Hal itu disampaikan menanggapi tertangkapknya dua hakim MK oleh Komisi Pemberantasan Korupsi (KPK), yakni Akil Mochtar dan Patrialis Akbar, meski tidak dalam waktu berdekatan.
Menurut Arsul, MK secara internal belum memiliki badan pengawas tetap, sedangkan dari eksternal, Komisi Yudisial (KY) tidak berwenang mengawasi kinerja hakim MK.
"Selama ini kan adanya di MK hanya mahkamah etik. Tapi itu tidak punya staf pendukung. Walaupun keberadaannya tetap tapi aktivitasnya ad hoc," kata Arsul di Kompleks Parlemen, Senayan, Jakarta, Senin (30/1/2017).
"Berbeda dengan KY yang punya divisi penyelidikan dan penyidikan kemudian bisa mengembangkan kerja sama dengan elemen masyarakat sipil," kata politisi PPP itu.
Namun waktu itu, usulan dalam amandemen UUD 1945 agar KY diberi wewenang mengawasi hakim MK, justru dimentahkan oleh MK.
Karena itu, menurut Arsul, perlu dicari jalan tengah dalam membangun sistem pengawasan hakim MK yang kuat.

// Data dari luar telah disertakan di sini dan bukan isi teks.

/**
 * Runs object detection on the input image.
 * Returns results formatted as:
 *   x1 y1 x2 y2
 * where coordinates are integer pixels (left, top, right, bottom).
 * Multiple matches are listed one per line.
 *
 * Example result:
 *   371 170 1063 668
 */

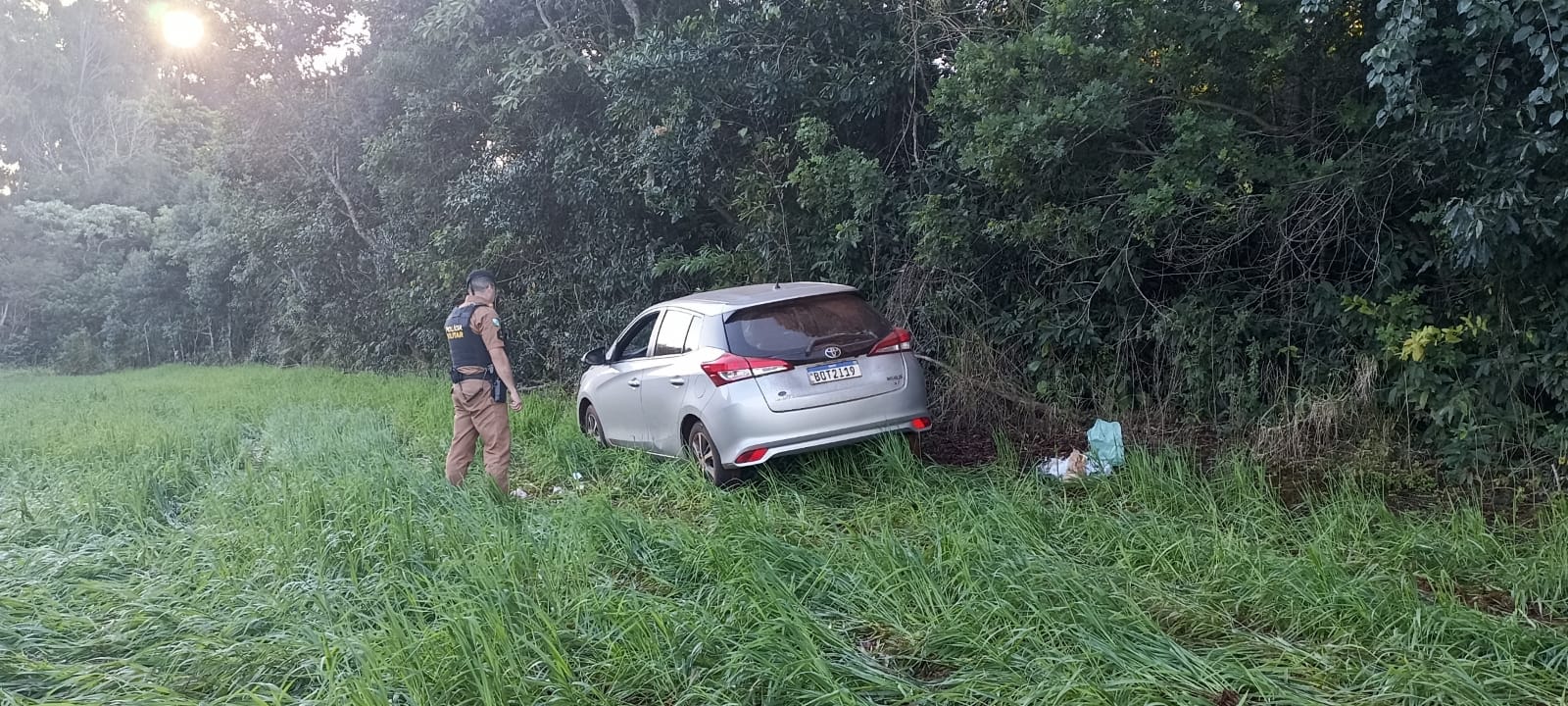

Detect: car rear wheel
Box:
583 405 610 449
687 422 740 488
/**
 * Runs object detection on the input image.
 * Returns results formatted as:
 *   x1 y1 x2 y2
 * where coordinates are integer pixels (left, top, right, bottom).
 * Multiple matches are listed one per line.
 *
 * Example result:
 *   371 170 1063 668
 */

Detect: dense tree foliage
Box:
0 0 1568 471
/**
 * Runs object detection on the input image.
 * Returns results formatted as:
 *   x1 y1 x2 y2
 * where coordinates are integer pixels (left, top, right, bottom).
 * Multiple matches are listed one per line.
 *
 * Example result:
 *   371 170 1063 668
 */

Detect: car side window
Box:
685 317 703 353
654 311 695 356
613 312 659 361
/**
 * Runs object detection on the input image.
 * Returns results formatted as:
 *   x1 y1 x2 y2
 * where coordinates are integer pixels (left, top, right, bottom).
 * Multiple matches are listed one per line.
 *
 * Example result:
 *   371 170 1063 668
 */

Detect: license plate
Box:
806 361 860 384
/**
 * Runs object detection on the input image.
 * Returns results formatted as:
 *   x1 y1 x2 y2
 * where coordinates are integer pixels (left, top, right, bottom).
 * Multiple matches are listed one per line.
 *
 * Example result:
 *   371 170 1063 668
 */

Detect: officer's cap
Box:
467 270 496 288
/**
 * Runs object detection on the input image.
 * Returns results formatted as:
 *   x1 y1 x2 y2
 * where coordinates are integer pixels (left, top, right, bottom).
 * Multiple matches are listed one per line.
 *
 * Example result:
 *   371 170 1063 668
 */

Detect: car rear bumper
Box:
701 361 931 468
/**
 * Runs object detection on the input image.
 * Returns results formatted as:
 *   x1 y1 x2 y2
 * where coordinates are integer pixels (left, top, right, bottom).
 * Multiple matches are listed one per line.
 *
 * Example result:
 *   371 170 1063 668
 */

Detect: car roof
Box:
653 282 858 316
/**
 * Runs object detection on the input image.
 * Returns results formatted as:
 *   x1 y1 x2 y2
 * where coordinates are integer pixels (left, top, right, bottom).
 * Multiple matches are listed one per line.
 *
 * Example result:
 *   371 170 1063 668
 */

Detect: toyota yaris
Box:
577 282 931 484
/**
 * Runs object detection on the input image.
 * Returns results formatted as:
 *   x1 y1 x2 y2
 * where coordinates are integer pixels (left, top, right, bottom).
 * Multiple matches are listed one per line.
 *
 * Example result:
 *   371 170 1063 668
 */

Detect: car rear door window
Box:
654 309 696 356
614 314 659 361
724 293 892 361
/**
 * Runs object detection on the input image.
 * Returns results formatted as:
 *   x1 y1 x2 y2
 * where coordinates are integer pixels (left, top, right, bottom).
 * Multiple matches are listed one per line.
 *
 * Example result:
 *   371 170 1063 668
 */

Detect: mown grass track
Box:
0 367 1568 704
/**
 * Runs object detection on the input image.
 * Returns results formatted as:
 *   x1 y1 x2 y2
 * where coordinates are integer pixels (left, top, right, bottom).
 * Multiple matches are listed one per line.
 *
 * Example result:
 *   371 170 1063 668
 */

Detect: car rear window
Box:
724 293 892 361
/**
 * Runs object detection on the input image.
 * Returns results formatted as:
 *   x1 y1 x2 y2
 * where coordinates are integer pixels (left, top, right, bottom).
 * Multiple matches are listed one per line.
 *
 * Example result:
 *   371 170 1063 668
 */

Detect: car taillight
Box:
703 353 795 387
870 328 914 356
735 449 768 463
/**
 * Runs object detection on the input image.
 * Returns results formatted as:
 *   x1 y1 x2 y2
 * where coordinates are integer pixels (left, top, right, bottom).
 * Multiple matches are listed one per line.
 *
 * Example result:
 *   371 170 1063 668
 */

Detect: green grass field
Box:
0 367 1568 704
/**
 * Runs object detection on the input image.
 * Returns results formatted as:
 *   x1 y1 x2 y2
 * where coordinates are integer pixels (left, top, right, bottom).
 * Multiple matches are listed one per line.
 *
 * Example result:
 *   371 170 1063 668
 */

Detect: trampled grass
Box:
0 367 1568 704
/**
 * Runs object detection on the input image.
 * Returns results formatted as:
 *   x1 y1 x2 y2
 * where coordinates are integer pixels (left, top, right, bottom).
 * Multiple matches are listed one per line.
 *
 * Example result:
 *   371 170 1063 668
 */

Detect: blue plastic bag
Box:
1088 419 1126 468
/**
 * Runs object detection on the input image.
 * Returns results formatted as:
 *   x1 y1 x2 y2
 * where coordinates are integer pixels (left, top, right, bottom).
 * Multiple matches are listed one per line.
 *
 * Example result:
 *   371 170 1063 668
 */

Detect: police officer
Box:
445 270 522 494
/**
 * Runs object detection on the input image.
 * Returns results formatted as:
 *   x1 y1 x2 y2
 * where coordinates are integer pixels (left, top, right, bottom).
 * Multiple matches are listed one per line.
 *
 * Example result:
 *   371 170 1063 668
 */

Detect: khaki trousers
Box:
447 379 512 492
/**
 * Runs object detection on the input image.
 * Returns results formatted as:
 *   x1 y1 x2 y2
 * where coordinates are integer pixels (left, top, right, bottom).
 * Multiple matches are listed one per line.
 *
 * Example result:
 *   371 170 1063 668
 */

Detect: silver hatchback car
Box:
577 282 931 486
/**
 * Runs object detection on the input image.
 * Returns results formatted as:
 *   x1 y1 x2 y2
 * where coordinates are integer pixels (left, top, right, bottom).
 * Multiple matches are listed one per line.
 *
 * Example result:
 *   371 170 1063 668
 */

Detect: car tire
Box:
687 422 740 488
582 403 610 449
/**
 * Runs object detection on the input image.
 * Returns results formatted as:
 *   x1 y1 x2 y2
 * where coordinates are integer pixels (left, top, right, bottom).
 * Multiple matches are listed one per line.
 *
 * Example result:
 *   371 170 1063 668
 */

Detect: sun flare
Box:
163 10 204 49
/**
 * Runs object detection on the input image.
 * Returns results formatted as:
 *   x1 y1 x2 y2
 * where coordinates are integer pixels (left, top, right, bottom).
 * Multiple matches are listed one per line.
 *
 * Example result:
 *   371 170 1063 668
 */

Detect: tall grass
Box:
0 367 1568 704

"Tentu ada banyak opsi dan ini akan dibahas bersama pemerintah dalam pembahasan revisi Undang-undang MK. Bisa dengan memperkuat fungsi mahkamah etik dengan menyediakan staf pendukung dan melakukan pengawasan aktif, atau juga pembentukan badan inspektorat," kata Arsul.